Depuis de nombreuses années, les attaquants sont passés de l'utilisation de logiciels malveillants automatisés et personnalisés à des attaques qui impliquent un piratage pratique par le biais d'utilitaires qui existent déjà sur les ordinateurs. Cette approche, connue sous le nom de « living of the land », s'étend également à l'infrastructure cloud en exploitant les services et les outils que les fournisseurs mettent à disposition dans le cadre de leur écosystème. Des chercheurs de la société de réponse aux incidents Mitiga ont récemment montré comment l'agent AWS Systems Manager (SSM) pouvait être détourné par des attaquants et transformé en cheval de Troie d'accès distant (RAT). L'agent SSM est un outil que les clients du fournisseur américain peuvent déployer sur des instances EC2, des serveurs sur site, ainsi que des machines virtuelles dans d'autres clouds pour les gérer et les surveiller via son service Systems Manager.

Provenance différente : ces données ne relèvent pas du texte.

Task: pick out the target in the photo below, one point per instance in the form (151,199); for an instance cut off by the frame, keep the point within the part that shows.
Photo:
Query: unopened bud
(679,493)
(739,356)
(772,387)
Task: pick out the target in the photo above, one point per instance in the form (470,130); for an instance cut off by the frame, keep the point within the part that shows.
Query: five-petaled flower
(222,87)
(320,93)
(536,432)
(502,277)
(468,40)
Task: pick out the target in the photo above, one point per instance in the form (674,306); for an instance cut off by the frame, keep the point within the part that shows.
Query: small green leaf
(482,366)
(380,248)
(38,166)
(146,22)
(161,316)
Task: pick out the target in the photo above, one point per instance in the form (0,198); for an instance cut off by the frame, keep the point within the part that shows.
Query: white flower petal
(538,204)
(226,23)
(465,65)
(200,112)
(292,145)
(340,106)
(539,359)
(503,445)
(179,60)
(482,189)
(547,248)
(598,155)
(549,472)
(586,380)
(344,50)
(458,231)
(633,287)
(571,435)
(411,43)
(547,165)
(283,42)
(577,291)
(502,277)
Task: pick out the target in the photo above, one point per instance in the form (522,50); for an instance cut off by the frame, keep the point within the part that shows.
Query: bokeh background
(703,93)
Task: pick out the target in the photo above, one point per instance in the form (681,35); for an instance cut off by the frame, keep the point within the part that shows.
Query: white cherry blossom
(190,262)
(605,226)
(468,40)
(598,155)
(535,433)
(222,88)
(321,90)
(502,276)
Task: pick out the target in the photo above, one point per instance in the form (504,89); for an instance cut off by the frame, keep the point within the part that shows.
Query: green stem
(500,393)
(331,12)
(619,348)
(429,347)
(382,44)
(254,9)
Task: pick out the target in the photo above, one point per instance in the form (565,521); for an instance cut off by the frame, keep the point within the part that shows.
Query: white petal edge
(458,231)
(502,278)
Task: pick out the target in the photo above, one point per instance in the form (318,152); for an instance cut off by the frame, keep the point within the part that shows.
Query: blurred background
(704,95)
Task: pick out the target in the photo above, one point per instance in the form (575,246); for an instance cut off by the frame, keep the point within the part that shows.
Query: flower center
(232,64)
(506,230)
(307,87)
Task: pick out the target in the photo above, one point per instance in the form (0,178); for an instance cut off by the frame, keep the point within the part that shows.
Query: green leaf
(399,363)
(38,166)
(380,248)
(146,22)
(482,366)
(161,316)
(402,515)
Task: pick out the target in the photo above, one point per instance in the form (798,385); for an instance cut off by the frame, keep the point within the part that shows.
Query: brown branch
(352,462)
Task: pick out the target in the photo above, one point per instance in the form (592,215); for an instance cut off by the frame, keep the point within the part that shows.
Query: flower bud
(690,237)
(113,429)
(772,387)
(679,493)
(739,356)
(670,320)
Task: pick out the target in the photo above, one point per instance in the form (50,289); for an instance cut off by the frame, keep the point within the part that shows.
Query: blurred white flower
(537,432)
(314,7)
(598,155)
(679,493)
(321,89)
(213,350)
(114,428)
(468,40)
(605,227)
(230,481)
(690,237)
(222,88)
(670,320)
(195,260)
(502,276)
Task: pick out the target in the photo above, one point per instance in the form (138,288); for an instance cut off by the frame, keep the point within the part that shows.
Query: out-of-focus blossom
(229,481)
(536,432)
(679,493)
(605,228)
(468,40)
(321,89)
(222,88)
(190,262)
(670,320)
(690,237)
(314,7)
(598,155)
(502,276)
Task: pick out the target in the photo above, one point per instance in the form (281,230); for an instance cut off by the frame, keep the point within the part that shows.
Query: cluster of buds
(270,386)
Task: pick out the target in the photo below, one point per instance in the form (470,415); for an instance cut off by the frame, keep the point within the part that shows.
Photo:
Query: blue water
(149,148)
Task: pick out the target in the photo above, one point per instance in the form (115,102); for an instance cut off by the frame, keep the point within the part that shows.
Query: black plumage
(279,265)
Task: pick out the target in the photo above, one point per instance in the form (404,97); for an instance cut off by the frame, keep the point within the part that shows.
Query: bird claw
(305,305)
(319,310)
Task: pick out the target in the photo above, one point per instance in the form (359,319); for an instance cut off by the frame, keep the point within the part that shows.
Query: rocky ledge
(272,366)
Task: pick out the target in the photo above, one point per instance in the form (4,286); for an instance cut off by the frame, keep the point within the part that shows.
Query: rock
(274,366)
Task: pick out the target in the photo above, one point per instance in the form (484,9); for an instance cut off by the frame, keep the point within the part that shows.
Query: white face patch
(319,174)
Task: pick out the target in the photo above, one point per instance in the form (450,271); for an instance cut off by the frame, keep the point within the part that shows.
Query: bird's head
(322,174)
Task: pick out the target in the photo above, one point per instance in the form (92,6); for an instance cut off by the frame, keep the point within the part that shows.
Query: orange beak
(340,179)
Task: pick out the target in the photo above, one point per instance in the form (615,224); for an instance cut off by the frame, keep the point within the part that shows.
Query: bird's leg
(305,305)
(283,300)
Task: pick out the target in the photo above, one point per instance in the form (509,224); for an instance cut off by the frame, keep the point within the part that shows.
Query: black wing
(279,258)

« Le concept est simple : lorsqu'un attaquant réussit à obtenir l'exécution initiale sur un terminal qui a déjà un agent SSM installé, plutôt que de télécharger une porte dérobée ou un RAT commercial ou développé en interne, il peut l'exploiter pour contrôler le terminal, le transformant effectivement en un RAT lui-même », ont déclaré les chercheurs de Mitiga dans leur rapport. « En exécutant des commandes à partir d'un compte AWS distinct, détenu par des personnes malveillantes, les actions effectuées par l'agent SSM resteront cachées dans le compte AWS d'origine, ne laissant aucune trace de l'intrusion ».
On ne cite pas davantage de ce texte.